Glucagon-like peptide-1 receptor agonists and cardiovascular events: a meta-analysis of randomized clinical trials.
Exp Diabetes Res · 2011
Last updated 2026-05-28A review of 36 clinical trials found that GLP-1 receptor agonists did not increase the risk of major cardiovascular events in people with type 2 diabetes. The overall risk was slightly lower than with placebo or other treatments, but the difference was not statistically significant. In placebo-controlled trials, the risk was significantly lower, while in trials comparing active treatments, the risk was similar.
AI summary of the abstract below.
| Journal | Exp Diabetes Res, 2011 |
|---|---|
| Citations | 95 |
| Relative citation ratio | 2.99 |
| NIH percentile | 84 |
| Molecules | — |
| Conditions studied | Cardiovascular Risk Reduction |
Abstract
OBJECTIVE: Data from randomized clinical trials with metabolic outcomes can be used to address concerns about potential issues of cardiovascular safety for newer drugs for type 2 diabetes. This meta-analysis was designed to assess cardiovascular safety of GLP-1 receptor agonists.

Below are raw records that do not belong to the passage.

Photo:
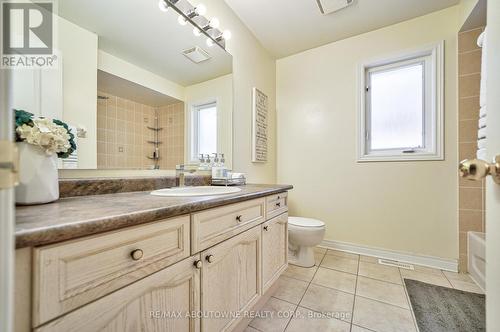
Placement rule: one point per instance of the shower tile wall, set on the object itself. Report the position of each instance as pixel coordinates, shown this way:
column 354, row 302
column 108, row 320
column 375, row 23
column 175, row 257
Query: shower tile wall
column 171, row 119
column 122, row 135
column 471, row 193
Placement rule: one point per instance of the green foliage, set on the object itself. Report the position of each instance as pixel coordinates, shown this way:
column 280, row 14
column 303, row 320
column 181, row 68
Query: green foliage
column 23, row 117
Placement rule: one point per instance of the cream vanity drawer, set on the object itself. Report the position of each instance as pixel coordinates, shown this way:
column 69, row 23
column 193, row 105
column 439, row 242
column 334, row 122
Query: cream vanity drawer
column 276, row 205
column 215, row 225
column 73, row 273
column 274, row 249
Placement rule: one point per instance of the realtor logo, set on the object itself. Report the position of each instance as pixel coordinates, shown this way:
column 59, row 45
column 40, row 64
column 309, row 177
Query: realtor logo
column 27, row 34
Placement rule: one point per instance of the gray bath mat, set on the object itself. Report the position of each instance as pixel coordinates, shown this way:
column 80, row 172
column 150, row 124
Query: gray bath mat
column 444, row 309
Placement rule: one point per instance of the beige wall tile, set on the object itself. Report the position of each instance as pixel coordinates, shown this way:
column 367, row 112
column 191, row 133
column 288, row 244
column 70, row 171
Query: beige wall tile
column 469, row 183
column 467, row 41
column 467, row 150
column 469, row 85
column 462, row 263
column 470, row 62
column 470, row 198
column 467, row 130
column 470, row 220
column 462, row 243
column 469, row 108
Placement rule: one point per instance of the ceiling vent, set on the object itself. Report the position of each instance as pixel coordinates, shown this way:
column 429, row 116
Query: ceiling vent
column 331, row 6
column 196, row 54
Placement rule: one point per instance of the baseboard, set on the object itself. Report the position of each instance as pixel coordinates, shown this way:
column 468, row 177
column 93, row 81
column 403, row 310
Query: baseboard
column 429, row 261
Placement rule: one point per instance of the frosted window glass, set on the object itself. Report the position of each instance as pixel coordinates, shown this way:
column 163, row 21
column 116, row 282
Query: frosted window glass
column 207, row 126
column 397, row 108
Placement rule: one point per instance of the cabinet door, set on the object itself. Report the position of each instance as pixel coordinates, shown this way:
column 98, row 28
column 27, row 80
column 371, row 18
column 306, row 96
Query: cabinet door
column 231, row 280
column 160, row 302
column 274, row 249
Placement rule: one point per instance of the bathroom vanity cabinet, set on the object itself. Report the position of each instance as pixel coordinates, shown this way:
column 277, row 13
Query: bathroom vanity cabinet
column 194, row 272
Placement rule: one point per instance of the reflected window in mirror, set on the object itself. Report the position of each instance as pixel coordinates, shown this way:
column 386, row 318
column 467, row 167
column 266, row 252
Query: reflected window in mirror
column 204, row 129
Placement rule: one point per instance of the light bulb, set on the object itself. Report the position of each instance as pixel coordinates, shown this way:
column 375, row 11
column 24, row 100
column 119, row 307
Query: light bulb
column 181, row 20
column 227, row 34
column 214, row 23
column 200, row 9
column 163, row 5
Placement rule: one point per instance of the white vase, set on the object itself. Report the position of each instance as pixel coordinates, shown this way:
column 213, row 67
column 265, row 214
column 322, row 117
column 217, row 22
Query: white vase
column 38, row 176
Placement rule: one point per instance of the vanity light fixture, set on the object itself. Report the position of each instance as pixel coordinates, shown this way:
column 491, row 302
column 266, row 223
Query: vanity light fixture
column 163, row 5
column 181, row 20
column 201, row 25
column 214, row 23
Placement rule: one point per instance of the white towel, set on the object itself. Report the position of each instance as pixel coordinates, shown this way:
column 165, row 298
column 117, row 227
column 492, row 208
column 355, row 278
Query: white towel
column 482, row 122
column 481, row 143
column 482, row 111
column 481, row 154
column 483, row 42
column 481, row 133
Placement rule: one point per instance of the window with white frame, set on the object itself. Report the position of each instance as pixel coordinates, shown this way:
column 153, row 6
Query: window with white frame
column 203, row 130
column 401, row 109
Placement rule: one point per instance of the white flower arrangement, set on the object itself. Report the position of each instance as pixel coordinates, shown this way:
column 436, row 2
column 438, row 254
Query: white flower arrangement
column 53, row 136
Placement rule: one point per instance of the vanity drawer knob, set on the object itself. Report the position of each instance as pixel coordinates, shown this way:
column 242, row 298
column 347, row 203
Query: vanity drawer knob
column 198, row 264
column 210, row 258
column 136, row 254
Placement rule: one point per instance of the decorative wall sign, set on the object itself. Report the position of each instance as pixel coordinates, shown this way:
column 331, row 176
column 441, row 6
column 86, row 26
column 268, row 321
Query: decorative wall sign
column 259, row 126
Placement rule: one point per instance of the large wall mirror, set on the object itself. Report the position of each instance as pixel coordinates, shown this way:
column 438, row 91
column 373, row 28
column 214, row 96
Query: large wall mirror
column 141, row 90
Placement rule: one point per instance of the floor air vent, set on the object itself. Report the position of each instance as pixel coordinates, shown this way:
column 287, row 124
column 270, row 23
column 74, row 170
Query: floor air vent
column 396, row 264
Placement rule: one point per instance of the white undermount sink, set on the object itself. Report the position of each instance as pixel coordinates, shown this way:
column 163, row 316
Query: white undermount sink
column 195, row 191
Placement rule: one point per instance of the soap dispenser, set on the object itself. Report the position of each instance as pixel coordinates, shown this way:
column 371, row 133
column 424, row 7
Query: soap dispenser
column 223, row 168
column 202, row 166
column 216, row 167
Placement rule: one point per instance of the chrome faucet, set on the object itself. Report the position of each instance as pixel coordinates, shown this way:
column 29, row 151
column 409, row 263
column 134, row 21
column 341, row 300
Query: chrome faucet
column 180, row 171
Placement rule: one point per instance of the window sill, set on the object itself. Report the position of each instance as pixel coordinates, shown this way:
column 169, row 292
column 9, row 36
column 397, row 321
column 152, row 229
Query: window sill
column 402, row 158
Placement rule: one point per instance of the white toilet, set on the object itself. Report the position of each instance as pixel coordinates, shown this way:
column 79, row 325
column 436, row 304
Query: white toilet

DESIGN AND METHODS: MEDLINE, Embase, and Cochrane databases were searched for randomized trials of GLP-1 receptor agonists (versus placebo or other comparators) with a duration ≥12 weeks, performed in type 2 diabetic patients. Mantel-Haenszel odds ratio with 95% confidence interval (MH-OR) was calculated for major cardiovascular events (MACE), on an intention-to-treat basis, excluding trials with zero events.
RESULTS: Out of 36 trials, 20 reported at least one MACE. The MH-OR for all GLP-1 receptor agonists was 0.74 (0.50-1.08), P = .12 (0.85 (0.50-1.45), P = .55, and 0.69 (0.40-1.22), P = .20, for exenatide and liraglutide, resp.). Corresponding figures for placebo-controlled and active comparator studies were 0.46 (0.25-0.83), P = .009, and 1.05 (0.63-1.76), P = .84, respectively.
CONCLUSIONS: To date, results of randomized trials do not suggest any detrimental effect of GLP-1 receptor agonists on cardiovascular events. Specifically designed longer-term trials are needed to verify the possibility of a beneficial effect.